- Fix CollectAlignmentSummaryMetrics bug in IS_BISULFITE_SEQUENCE mode (#782). This serious bug was introduced by Sonar-squid automation, the use of which is now removed. Tool now behaves as expected. A unit test for the bisulfite context was added to check the mode behaves as expected going forward.
- Fix CollectHsMetrics and CollectTargetedPcrMetrics to correctly handle read pairs that are fully overlapped when CLIP_OVERLAPPING_READS is set to true (#784). In clipping fully overlapping read pairs, one read is flagged unmapped. However, the TargetMetricsCollector was considering the unmapped read. This is now fixed so that the unmapped read is no longer considered.
- Fix for no calls in VCF of GenotypeConcordance (#785, #768). This pertains to the optional argument OUTPUT_VCF that outputs in VCF format the sites that were a part of the comparison. Any sites with a no call or symbolic allele were causing the tool to error when run with OUTPUT_VCF set to true. The tool ran fine if the optional argument was not specified. Metrics were unaffected by the bug in either mode. Now the tool handles outputting VCFs containing no calls and symbolic alleles.
- Fixes shift in quality used in TargetedMetricsCollector (for HetSensitivity; #771, #769). This was a bug in CollectHsMetrics where soft-clipped bases were being counted towards qualities and other bases were not, in a staggered manner.
- Parallel map in MergableMetric fails since merge is not synchronized. Replaced parallel stream with serial stream. Impacts FindMendelianViolations. (#756)
- Must use a RIBOSOMAL_INTERVALS file if RRNA_FRAGMENT_PERCENTAGE = 0.0 for CollectRnaSeqMetrics. The RRNA_FRAGMENT_PERCENTAGE refers to how much of the read must overlap the RDNA locus. When set to zero, and if there is no intervals file, then the tool now gives an informative error message (#743, #728).
- FilterVcf now logs progress with a progress meter (#757).

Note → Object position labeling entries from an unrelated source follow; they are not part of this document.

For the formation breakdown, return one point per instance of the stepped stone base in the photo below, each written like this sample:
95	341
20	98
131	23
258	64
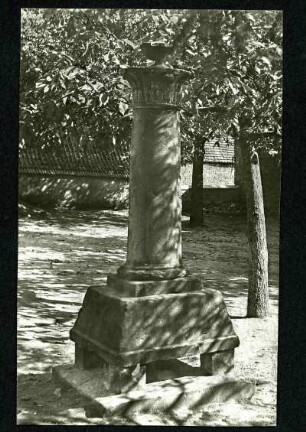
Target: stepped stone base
190	393
187	392
124	330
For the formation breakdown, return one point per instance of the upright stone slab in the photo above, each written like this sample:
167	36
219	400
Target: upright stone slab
152	311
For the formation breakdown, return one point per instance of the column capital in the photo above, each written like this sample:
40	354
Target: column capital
156	86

- When using the OUTPUT_PER_RG option with RevertSam or SamToFastq, users get an informative error message for missing read groups.
- Allow addition of an optional file extension to results with the FILE_EXTENSION parameter for CollectIlluminaLaneMetrics (#747). This allows, e.g. a .txt extension.
- Added MAX_TARGET_COVERAGE to targeted metrics (#803). This new metric will now be calculated for HsMetrics and TargetedPcrMetrics.
- Optional flag to add an attribute in the SAM/BAM file used to store the size of a duplicate set activated with the TAG_DUPLICATE_SET_MEMBERS option for MarkDuplicates and UmiAwareMarkDuplicatesWithMateCigar. A separate attribute is also added to store which read was selected as representative out of a duplicate set (#562). The
DItag is for duplicate set index and the
DStag is for the duplicate set size.
- Allow adding custom adapter pairs to IlluminaBasecallsToSam (#795).
- Adds a couple of metrics computed on UMIs for UmiAwareMarkDuplicatesWithMateCigar (#740). These metrics are UMI_LENGTH, OBSERVED_UNIQUE_UMIS, INFERRED_UNIQUE_UMIS, DUPLICATE_SETS_WITHOUT_UMI, DUPLICATE_SETS_WITH_UMI, INFERRED_UMI_ENTROPY, OBSERVED_UMI_ENTROPY, and UMI_BASE_QUALITIES. These metrics aid in quality control.
- New approach to splitting on sub-group in EstimateLibraryComplexity (#713) that impacts duplicate marking tools. The change is to the hashing scheme.
- New algorithm makes CollectWgsMetrics run more efficiently (#556).
- Replace repository git link with https link so regular users can clone to repo (#792).
- Add CBCL parser (reader) to plug into command line tools going forward. (#791) CBCL refers to per cycle base call files.
- Add an MIT-style open license that now displays on the Broad/Picard repository landing page as a badge.
- Use default HTSJDK method for standard option CreateSequenceDictionary. (#724) This was necessary as related duplicate code between HTSJDK and Picard is now removed from the Picard repository.